I am not saying it is better than any other product but we all like what we like and I see no reason to change!


----------



## Ross (Apr 25, 2007)

Megs 16 wax is brilliant or the Poorboys Nattys wax is good too.


----------



## Alan H (Jun 28, 2009)

I've used Nattys and I have to say it's a really nice wax at the price point. 
From all the input/comments so far things haven't changed as much as I thought they had over the past 18 months


----------



## Ross (Apr 25, 2007)

Fk pink wax too its really easy to use,looks great and lasts well.


----------



## matt1234 (Dec 2, 2013)

Give obsession wax zeal ago. It's based on hybrid 86 with a few tweaks. It's £25 for 200ml which makes it cracking value. Obsession waxes are so easy to use. Durability is around 3 months. 
Nice car. I used to have one I the same colour. Great car.


----------



## rtjc (Apr 19, 2009)

For a low price, Try Chemical Guys XXX. A very underrated wax.


----------



## Alan H (Jun 28, 2009)

rtjc said:


> For a low price, Try Chemical Guys XXX. A very underrated wax.

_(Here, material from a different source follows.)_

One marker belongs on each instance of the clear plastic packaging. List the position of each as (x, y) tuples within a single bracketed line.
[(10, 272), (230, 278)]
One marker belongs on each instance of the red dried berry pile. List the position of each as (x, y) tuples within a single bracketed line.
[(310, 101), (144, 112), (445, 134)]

I've been looking at this one as I do like CG products


----------



## MAXI-MILAN (Oct 26, 2008)

Victoria Collectors Wax 3.oz around £15


----------



## bradleymarky (Nov 29, 2013)

I dont think you can beat FK1000P for price and quantity, the protection it leaves isnt bad either.


----------



## Blueberry (Aug 10, 2007)

CG XXX or Pete's 53 waxes are brilliant for the price.


----------



## TomG (May 28, 2014)

Collinite 845 hard to beat, as long as you follow application instructions closely.


----------



## Welshquattro1 (Dec 6, 2013)

Pete's 53 is brilliant for the money if you like CG products


----------



## mandickson1 (Dec 12, 2015)

I always use Harly wax it works very well on my primera


----------



## Choppy (Aug 8, 2013)

Artdekotsos is a quality wax at a great price!


----------



## roscopervis (Aug 22, 2006)

As said previously, £15 for Bilt Hamber's Double Speed Wax is ridiculous value. Great protection and you get a decent amount too. It lasts longer than FK1000P and Collinite in my testing.

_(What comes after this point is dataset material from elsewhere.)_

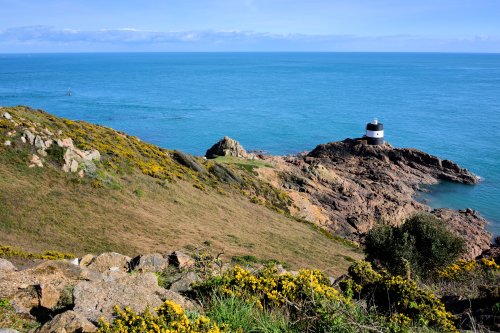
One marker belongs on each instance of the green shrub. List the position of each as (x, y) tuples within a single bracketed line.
[(422, 241), (399, 299), (240, 315)]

As a wax's job is to protect, durability should be your aim. You'll get the looks from your prep stages, so your wetness and reflectivity will come from your cleaning and polishing stages.


----------



## Alan H (Jun 28, 2009)

Simz said:


> I think Autosmart wax at £15 is a good shout.

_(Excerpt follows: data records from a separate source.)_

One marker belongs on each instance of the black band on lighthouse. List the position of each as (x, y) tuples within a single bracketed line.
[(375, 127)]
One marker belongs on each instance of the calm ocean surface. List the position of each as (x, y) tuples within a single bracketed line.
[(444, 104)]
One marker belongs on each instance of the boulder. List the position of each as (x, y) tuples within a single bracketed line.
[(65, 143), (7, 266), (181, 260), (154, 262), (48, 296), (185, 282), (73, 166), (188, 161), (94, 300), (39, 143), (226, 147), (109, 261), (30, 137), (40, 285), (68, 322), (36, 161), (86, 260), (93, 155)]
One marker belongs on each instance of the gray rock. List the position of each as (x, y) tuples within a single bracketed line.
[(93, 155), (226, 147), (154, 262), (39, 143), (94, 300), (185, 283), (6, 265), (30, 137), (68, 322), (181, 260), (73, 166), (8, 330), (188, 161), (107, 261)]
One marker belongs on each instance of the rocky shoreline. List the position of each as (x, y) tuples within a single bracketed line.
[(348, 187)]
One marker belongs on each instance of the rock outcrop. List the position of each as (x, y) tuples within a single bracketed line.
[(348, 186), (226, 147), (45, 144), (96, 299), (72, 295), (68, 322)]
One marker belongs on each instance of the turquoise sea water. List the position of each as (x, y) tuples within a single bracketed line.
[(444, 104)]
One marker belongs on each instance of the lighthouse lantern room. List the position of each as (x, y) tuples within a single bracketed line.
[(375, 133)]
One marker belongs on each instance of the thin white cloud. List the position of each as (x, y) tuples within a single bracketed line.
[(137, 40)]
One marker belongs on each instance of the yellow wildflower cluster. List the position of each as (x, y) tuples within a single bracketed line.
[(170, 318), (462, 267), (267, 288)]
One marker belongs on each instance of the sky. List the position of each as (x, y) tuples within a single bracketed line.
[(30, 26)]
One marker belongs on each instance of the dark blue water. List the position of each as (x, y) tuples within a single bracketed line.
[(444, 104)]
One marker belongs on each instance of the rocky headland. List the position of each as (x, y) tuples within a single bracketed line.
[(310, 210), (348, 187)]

Is that the Gold Class Carnauba Wax?

Ta

Alan


----------



## Alan H (Jun 28, 2009)

I'm really surprised no-one has mentioned any of the Dodo Juice waxes. Have thse fallen out of favour?


----------



## Demetrios72 (Jun 27, 2011)

Loads of great Dodo Juice waxes out there

SN Hybrid
Rubbish Boys Juiced Edition
Rainforest Rub
Light Fantastic
Purple Haze

They haven't released a wax for a while now, bet they have something up their sleeve.


----------



## OvEr_KiLL (Mar 2, 2015)

Demetri said:


> Loads of great Dodo Juice waxes out there
> 
> SN Hybrid
> Rubbish Boys Juiced Edition
> ...


super natural hybrid nano was the newest one if im correct  wasnt too long ago


----------



## Demetrios72 (Jun 27, 2011)

OvEr_KiLL said:


> super natural hybrid nano was the newest one if im correct  wasnt too long ago


Is Super Natural Hybrid Nano a wax?


----------



## Brian1612 (Apr 5, 2015)

Hybrid I believe, meaning it contains both natural wax and synthetic, much like Waxaddict Quartz.


----------



## LewisChadwick7 (Aug 22, 2014)

dark cars i like DJ purple haze and blue velvet as well as what you said nattys wax very good for its price although durability lets it down


----------



## Alan H (Jun 28, 2009)

As there's not just my car to wax and my son has a white car I went for Nattys Paste Wax. I know durability isn't massive, but I enjoy the process of waxing etc so it's no hardship. 
Thank you all for your input and opinions.


----------



## A&J (Mar 4, 2015)

Well natys is easy to use, durability varies and it depends of the prep, if the car is garaged and how often it gets cleaned. For instance i cleaned and clayed my mother in laws car back in october. I then polished it with bh cleanser polish, applied 2 coats of fk1000p and a final coat of natty white. The car is garaged and daily driven, it has not been washed so far and natty is still producing those big beads that are typical for that wax. Take it for a drive, those beads roll off and you end up with a fairly dry car.

But if i had to choose again i would pick fk pink wax over nattys.


----------



## Fake Elvis (Jun 11, 2013)

Dodo Juice basics of bling protection wax is an awesome product, after 6 months on my wife's "test" car and it still beads like it's a week old, very impressive.


----------